I'm committed to building my business and inviting others to join me in my quest to raise the level of our small talk in our homes, churches, school, businesses. When we start having conversations about things that matter, we will automatically invite others to do the same. I know I can't do it alone, but I can do what I can do.

When I think about, I'm never really alone anyway, am I? It's a great feeling! C'mon. Join me and we can do anything.


Wednesday, March 01, 2006

Why the Gap?

I'm very interested in questions ... I'm not as interested in what the answers are, but more in the process of coming to the answers. My question today is, "Why don't we do what we know?"

I remember a couple of years ago when I actually started writing this blog that I just KNEW this was going to be called "You Already Know This Stuff." I had people tell me that if I ever wanted to write a book, that title would never sell, because why would people buy a book of stuff they already know?

That's also a good question, but I have another question for that one: why aren't we doing something with all that knowledge? Why is it that we ask the same questions over and over and hope that somehow we'll find an answer that says we don't really have to do anything differently - that if we just keep doing what we're doing, we'll automatically get different results?

You might recognize that logic as a definition of insanity sometimes attributed to Einstein: Doing the same thing over and over and expecting different results.
I think the main reason we don't do the things we know all comes down to some form of fear: fear of failure, fear of what other people will think - even fear of success. We sabotage ourselves all the time when it comes to growth opportunities because we have this need to be right.

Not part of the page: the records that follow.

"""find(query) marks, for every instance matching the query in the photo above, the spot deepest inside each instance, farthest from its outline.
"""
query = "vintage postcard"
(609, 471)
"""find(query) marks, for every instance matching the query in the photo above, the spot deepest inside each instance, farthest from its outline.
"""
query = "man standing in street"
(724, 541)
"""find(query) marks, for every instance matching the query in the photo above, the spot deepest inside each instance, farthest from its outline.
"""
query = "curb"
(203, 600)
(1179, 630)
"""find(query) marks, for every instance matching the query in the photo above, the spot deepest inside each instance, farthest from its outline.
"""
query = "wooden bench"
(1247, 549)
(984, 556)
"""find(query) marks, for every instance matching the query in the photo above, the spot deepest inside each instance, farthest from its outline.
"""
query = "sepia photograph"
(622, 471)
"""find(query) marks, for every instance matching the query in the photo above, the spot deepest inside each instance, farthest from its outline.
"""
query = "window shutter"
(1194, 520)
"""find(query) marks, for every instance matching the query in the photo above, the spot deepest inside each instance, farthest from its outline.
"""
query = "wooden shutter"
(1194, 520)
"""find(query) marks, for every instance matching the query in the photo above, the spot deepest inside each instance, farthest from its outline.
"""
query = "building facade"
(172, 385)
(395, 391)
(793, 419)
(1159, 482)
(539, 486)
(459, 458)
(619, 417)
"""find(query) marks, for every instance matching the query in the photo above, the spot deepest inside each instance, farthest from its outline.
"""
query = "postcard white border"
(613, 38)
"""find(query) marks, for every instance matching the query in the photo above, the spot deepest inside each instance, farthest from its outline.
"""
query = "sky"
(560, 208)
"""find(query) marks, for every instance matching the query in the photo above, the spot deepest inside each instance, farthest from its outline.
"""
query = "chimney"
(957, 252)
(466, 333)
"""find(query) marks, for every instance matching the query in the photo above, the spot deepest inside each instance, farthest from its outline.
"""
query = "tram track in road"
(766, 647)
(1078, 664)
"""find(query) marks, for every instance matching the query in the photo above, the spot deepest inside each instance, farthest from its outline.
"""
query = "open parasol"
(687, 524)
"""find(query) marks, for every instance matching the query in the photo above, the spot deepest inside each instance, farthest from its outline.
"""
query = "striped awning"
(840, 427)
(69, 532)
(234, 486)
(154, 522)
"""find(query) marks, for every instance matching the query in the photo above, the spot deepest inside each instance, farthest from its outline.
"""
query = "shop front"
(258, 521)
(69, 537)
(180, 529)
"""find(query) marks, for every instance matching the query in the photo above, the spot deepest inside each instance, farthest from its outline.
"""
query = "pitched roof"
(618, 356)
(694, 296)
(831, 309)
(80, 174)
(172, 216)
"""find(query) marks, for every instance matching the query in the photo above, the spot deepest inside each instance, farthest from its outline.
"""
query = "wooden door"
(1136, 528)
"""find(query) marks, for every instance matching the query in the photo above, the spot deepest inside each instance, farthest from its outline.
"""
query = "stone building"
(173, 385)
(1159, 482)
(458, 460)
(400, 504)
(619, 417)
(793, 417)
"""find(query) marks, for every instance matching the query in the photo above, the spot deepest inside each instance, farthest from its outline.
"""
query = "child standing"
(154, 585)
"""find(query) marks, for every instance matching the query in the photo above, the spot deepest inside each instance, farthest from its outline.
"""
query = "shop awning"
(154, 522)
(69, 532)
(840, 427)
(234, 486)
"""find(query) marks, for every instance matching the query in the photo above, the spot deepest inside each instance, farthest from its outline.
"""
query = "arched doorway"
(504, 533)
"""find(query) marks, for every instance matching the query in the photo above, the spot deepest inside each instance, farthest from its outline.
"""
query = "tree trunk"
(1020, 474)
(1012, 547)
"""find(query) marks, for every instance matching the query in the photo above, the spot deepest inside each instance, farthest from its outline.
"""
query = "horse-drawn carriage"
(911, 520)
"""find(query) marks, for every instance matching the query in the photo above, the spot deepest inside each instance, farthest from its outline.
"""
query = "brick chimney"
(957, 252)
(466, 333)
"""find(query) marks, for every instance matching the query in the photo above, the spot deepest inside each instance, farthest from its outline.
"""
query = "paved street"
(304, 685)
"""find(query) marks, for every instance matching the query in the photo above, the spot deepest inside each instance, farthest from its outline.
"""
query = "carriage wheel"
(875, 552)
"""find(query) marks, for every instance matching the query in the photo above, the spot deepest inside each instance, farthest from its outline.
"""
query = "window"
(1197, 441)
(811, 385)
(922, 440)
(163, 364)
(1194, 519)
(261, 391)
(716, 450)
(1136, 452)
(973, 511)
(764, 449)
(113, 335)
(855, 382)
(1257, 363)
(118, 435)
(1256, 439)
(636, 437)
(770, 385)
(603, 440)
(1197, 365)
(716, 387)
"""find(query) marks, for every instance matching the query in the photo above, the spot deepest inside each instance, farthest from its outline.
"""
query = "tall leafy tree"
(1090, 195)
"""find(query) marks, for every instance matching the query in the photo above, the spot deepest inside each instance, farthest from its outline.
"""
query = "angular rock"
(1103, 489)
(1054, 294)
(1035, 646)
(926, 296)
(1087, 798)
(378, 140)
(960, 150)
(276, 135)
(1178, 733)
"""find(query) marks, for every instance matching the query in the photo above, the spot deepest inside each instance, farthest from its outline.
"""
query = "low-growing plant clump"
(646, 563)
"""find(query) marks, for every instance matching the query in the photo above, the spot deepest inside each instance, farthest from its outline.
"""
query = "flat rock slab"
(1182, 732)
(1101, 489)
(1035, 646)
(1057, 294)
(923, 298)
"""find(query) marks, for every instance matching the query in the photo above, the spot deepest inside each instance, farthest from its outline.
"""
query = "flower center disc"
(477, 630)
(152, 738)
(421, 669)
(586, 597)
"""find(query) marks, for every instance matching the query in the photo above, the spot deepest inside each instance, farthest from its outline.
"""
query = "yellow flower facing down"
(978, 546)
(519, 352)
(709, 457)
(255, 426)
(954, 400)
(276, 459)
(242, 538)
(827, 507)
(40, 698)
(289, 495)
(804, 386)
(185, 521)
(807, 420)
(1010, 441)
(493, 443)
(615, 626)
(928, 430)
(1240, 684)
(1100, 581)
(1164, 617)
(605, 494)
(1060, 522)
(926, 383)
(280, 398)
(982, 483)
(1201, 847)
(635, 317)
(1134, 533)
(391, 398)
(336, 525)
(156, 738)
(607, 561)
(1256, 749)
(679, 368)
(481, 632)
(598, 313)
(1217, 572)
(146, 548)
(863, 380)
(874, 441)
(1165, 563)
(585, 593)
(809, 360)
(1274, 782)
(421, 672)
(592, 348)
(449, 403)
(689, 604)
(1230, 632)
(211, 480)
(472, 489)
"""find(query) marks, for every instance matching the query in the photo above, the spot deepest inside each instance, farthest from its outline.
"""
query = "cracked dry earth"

We'd rather tell ourselves over and over that we're not good enough or not pretty enough or not smart enough - even though that new friend or new boss or new co-worker sees something else in us. We tell ourselves enough times that we're not enough of something and pretty soon the other people around us will begin to believe us and will leave us alone. Then we'll get to be right about not being enough of whatever we think someone else wants us to be.

I'm learning that the first step when we determine that things might not be working exactly the way we might like in our lives - the first inkling that doing the same thing over and over might not be the best solution to a new avenue of understanding - is to change our minds. The way we think determines what we become, what we produce, what we create, how we listen, and really what and who we are.

Seth Godin's book "Survival is Not Enough" has some good ideas for what he calls zooming - moving off dead center without rocking our foundations and triggering our change-avoidance mechanism. Here is a summary of that book you might find interesting.

It's really simple ... but it's not necessarily easy. It's about setting your mind on a new idea and then committing to it for, say, a week. Once you notice the effects of the shift, you can determine whether it's worth the effort to commit for another week, and so on.

Another thing to remember is that people around you who have known you in the other mindset might not know how to support you in your new thought pattern. So ask a few trusted friends to hold you to what you say you want to do differently. Trust that they may see things in you before you see them in yourself, so be willing to hear their comments as supporting steps in the new direction you want to go.

If you do not change direction, you may end up where you are heading. - Lao Tzu

What are you doing to shift directions? What challenges are you facing? What's working for you? I'd love to hear!